Data

Data preprocessing is the most time-consuming part of our project. Because of the license issue, it is quite hard to get a large amount of full lyrics data with genre as label. We utilized several sources to complete this task.

We first use Million Song Dataset(MSD) website to get the track information and the corresponding genre label. MSD is a freely available collections of data for a million popular music tracks. We obtained table “Genre” containing 133283 trackID and corresponding genre label from the website.

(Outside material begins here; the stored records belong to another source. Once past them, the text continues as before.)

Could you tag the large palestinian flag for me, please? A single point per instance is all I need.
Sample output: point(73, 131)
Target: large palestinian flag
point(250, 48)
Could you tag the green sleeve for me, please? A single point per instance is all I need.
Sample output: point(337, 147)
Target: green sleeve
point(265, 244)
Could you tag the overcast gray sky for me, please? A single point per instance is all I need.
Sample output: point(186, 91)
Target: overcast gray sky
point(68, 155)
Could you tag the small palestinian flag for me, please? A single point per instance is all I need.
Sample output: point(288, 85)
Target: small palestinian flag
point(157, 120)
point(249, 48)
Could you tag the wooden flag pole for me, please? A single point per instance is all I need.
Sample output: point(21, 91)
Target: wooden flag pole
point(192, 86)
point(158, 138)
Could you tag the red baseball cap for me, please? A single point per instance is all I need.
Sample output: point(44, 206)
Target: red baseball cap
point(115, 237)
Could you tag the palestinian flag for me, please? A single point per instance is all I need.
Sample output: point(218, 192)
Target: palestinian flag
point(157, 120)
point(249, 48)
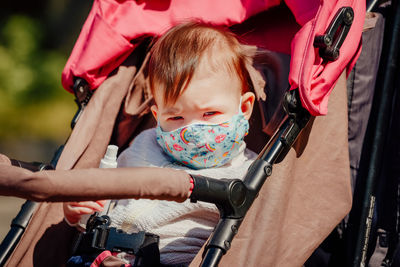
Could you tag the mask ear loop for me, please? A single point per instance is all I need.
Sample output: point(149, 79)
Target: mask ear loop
point(240, 105)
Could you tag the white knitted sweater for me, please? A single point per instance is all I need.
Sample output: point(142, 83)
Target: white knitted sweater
point(183, 227)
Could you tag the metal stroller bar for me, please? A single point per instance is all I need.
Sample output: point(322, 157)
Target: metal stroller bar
point(373, 149)
point(234, 197)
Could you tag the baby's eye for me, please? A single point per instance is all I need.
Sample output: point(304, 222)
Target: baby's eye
point(210, 113)
point(175, 118)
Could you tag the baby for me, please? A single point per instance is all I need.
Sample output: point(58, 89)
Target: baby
point(203, 102)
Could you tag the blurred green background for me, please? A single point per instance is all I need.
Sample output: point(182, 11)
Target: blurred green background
point(36, 38)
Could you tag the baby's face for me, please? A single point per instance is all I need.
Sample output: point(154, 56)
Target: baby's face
point(211, 97)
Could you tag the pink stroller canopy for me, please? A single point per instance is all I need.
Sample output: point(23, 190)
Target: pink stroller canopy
point(113, 30)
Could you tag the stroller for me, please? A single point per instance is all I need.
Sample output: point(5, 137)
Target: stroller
point(280, 200)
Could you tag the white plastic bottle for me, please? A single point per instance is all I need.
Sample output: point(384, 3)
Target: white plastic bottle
point(108, 161)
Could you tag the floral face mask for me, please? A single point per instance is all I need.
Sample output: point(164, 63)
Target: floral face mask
point(205, 145)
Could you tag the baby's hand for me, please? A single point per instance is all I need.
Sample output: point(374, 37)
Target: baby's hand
point(73, 211)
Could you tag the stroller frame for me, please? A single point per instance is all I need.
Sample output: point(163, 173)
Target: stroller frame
point(235, 196)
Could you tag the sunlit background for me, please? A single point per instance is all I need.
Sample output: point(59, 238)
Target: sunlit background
point(36, 38)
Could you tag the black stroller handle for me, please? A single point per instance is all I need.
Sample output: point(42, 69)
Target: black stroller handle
point(234, 197)
point(21, 221)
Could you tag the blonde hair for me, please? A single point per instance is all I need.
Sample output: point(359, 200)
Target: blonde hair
point(175, 56)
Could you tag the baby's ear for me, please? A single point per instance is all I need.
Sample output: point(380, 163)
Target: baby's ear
point(154, 111)
point(248, 99)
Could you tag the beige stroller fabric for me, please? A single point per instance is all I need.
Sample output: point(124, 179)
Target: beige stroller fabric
point(304, 199)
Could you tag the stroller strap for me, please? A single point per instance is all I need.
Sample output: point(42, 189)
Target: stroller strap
point(100, 237)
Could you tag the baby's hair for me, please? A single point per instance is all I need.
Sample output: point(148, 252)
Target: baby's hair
point(175, 56)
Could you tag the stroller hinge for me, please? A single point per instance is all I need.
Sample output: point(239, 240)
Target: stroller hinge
point(329, 43)
point(82, 96)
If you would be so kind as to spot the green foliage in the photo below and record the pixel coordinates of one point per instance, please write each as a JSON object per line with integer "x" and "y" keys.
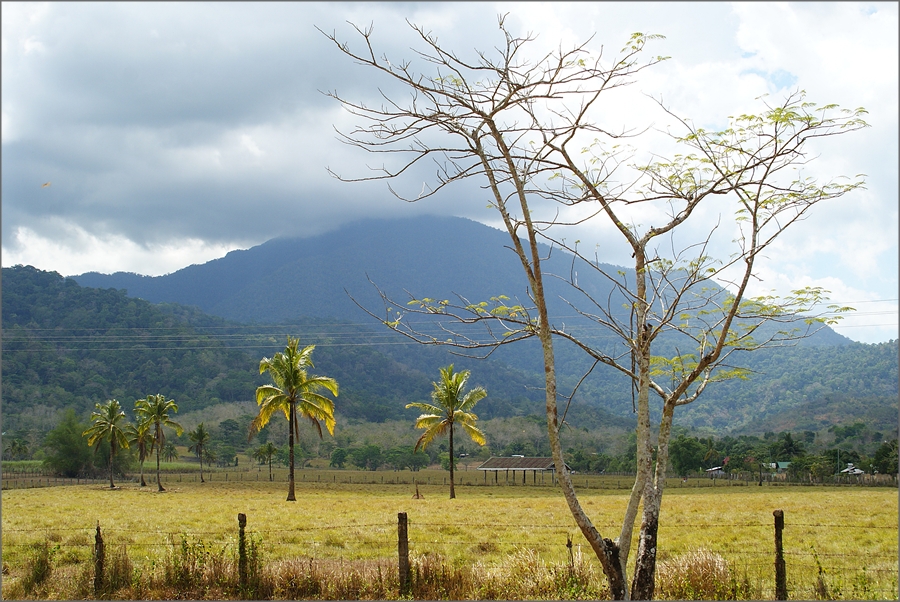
{"x": 368, "y": 457}
{"x": 108, "y": 425}
{"x": 68, "y": 454}
{"x": 73, "y": 347}
{"x": 886, "y": 459}
{"x": 686, "y": 455}
{"x": 338, "y": 457}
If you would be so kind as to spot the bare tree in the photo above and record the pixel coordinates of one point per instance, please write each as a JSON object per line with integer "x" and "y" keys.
{"x": 527, "y": 130}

MSD also partners with Musixmatch website and provides song lyrics in bag-of-words format. However, since we use TF-IDF method in sklearn package to get lyrics features, the bag-of-words format data is not suitable for being as our input data. The input data should either be full lyrics text or text that contains every word in the lyrics, which means, if a certain word w appear n times in the lyrics, the text should contain n numbers of word w. If we use the bag-of-words format data, we need to expand and transform the data of each song into text data that contains words with exact count. This could be pretty time-consuming considering our training dataset is large.

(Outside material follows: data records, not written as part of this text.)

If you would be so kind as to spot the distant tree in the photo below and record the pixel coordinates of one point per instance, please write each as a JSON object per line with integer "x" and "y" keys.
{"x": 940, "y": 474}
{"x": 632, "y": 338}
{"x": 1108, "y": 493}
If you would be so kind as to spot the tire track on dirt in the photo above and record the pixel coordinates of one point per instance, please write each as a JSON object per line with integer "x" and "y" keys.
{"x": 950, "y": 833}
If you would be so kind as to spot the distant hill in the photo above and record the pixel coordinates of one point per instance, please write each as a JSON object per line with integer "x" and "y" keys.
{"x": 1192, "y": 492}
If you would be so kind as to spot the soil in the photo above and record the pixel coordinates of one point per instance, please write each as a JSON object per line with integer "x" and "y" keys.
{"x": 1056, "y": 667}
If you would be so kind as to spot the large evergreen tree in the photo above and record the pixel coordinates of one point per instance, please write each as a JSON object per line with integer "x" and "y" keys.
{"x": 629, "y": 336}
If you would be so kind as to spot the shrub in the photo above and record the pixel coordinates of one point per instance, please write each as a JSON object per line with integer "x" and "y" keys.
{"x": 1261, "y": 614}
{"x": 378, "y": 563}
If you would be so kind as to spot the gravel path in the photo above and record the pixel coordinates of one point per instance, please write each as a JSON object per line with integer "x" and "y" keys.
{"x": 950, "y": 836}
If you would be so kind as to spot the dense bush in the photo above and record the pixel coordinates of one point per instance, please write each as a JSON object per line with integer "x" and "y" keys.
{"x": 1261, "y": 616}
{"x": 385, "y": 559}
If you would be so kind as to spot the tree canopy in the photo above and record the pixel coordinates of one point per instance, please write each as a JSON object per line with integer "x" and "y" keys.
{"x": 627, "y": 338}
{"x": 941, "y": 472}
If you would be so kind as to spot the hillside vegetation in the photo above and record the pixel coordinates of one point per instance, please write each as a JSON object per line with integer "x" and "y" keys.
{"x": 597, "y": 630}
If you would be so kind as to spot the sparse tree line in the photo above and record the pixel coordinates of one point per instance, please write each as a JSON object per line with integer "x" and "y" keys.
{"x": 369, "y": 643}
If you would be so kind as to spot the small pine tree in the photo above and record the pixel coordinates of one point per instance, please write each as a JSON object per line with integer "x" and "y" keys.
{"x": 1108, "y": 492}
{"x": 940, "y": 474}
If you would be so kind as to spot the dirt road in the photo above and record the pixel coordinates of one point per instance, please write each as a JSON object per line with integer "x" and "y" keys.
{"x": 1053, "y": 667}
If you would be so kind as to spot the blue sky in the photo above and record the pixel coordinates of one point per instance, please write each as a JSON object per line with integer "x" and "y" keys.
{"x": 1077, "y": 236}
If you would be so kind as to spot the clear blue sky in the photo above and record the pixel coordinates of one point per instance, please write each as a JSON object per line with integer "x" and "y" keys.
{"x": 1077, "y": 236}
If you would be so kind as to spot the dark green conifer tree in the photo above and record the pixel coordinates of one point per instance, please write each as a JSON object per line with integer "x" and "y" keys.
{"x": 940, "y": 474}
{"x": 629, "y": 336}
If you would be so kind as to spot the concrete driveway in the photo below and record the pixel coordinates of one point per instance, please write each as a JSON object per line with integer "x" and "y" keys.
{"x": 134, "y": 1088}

Therefore, we decided to find an API that could allow us to obtain the song lyrics directly. MSD website provides a table called MXM that contains trackID, artist, title and corresponding MusixmatchID that allow us to get the lyrics and other information of the track via Musixmatch API. Through Musixmatch API, we could get track information such as language with MusixmatchID. Since we only want to consider English song, we filter out non-English song through Musixmatch API. As for the lyrics part, due to the license issue, the lyrics of each song it provides only contains 30% of the full lyrics. Therefore we turned to another API called “Lyricwikia” API to get song lyrics. Lyricwikia provides an API that allows us to obtain the full lyrics of the song by entering its artist and title.

In the end, we utilize two tables- Genre, MXM from MSD website, in combination with Musixmatch API and Lyricswikia API to get the data we want. Suppose we want to

develop a classifier that can classify the song into three genre: Country, Rap and Jazz. The detailed process is as follows (all the table operation was done by SQLite):

We finally got the table “Lyrics” that contain title, artist, genre and lyrics, and this is our desired dataset. Since there are lots of songs in the original dataset that are not English songs or have no Lyrics in Lyricwikia, the final song data of each genre is far less than the original dataset (<10%). We run 6000 dataset for each genre and got 400 songs in “Lyrics” table for each genre.